Une deuxième évolution pourrait concerner le droit de la propriété intellectuelle. Le rapport d'information n° 4487 de l'Assemblée nationale sur "Les brevets : un outil de souveraineté face aux crises", déposé le 22 septembre 2021, préconise "une modernisation du droit français des brevets pour le rendre plus attractif face aux systèmes concurrents" (p. 115). La création d'un certificat d'utilité à durée ajustable, évoquée dans ce rapport, permettrait de mieux protéger les innovations incrémentales, particulièrement importantes dans le domaine du numérique.
Sur le plan du droit des investissements, un renforcement des mécanismes de filtrage pourrait s'avérer nécessaire. Le Conseil d'État, dans son avis n° 405797 du 8 mars 2022 (publié au Journal officiel du 26 mars 2022) sur un projet de décret modifiant le contrôle des investissements étrangers, a estimé compatible avec les engagements internationaux de la France "l'extension modérée du champ de contrôle à de nouvelles technologies critiques, dès lors que cette extension est justifiée par des motifs de sécurité nationale".
En matière de droit financier, la mobilisation de l'épargne privée vers l'innovation, identifiée comme prioritaire par le CNP, pourrait bénéficier d'évolutions juridiques significatives. La loi n° 2019-486 du 22 mai 2019 (PACTE) a déjà introduit des dispositions favorisant l'investissement dans les entreprises innovantes, notamment via la réforme du Plan d'épargne en actions (PEA). Ce mouvement pourrait être approfondi par une réforme du cadre prudentiel applicable aux investisseurs institutionnels, dans le respect des directives européennes Solvabilité II et IORP II.
Enfin, au niveau européen, l'adoption du règlement (UE) 2023/1114 du Parlement européen et du Conseil du 31 mai 2023 établissant un cadre pour l'accélération du déploiement des énergies renouvelables marque une étape importante dans la simplification des procédures administratives pour les projets stratégiques. Cette approche pourrait être étendue à d'autres secteurs innovants, comme le recommande le rapport Draghi sur l'avenir de la compétitivité européenne.

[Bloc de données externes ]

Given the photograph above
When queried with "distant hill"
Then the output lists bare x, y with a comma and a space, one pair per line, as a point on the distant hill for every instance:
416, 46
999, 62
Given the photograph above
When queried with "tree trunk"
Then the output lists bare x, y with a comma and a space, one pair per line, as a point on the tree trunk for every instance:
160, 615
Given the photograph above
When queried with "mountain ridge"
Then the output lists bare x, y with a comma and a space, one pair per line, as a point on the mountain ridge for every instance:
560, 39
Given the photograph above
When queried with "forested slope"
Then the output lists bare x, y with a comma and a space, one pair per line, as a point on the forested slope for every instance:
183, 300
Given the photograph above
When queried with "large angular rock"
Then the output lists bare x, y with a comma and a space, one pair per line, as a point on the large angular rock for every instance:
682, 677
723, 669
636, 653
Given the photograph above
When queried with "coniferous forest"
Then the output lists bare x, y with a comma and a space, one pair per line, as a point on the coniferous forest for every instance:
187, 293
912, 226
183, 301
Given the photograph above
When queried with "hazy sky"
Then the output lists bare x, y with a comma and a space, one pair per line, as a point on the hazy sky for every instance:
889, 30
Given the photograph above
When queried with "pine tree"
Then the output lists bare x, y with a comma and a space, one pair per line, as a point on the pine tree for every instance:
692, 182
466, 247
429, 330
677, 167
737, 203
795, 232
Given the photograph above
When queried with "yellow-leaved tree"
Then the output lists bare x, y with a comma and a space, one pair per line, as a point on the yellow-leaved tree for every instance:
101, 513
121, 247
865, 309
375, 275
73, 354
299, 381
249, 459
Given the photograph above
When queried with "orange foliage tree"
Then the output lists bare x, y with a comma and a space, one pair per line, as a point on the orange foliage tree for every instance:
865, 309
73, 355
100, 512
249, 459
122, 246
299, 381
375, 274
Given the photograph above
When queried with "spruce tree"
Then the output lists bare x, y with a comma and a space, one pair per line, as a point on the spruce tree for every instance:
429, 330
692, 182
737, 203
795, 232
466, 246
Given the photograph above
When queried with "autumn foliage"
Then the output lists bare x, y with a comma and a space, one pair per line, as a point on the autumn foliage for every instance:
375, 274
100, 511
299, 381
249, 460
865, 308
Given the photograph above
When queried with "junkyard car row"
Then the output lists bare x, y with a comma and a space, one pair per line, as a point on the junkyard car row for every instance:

L'amélioration de la compétitivité française mise en évidence par le Conseil national de productivité ouvre des perspectives économiques encourageantes dans un contexte international incertain. Toutefois, la transformation de cette dynamique positive en avantage structurel durable nécessite une adaptation profonde du cadre juridique français et européen.
Comme le souligne Jean-Bernard Auby, "le droit économique moderne est confronté au défi de concilier l'impératif d'ouverture aux échanges internationaux et la protection nécessaire des intérêts stratégiques nationaux, dans un équilibre qui doit être constamment réajusté" (Droit de la mondialisation, Montchrestien, 2e édition, 2021, p. 157).
Les "choix politiques forts" appelés de ses vœux par le CNP pour soutenir l'innovation devront nécessairement se traduire par des évolutions juridiques substantielles. C'est à cette condition que la France pourra pleinement capitaliser sur l'amélioration récente de sa compétitivité pour s'imposer durablement dans la compétition économique internationale, face à des concurrents déterminés à défendre leurs intérêts nationaux, quitte à s'affranchir parfois des règles du multilatéralisme commercial.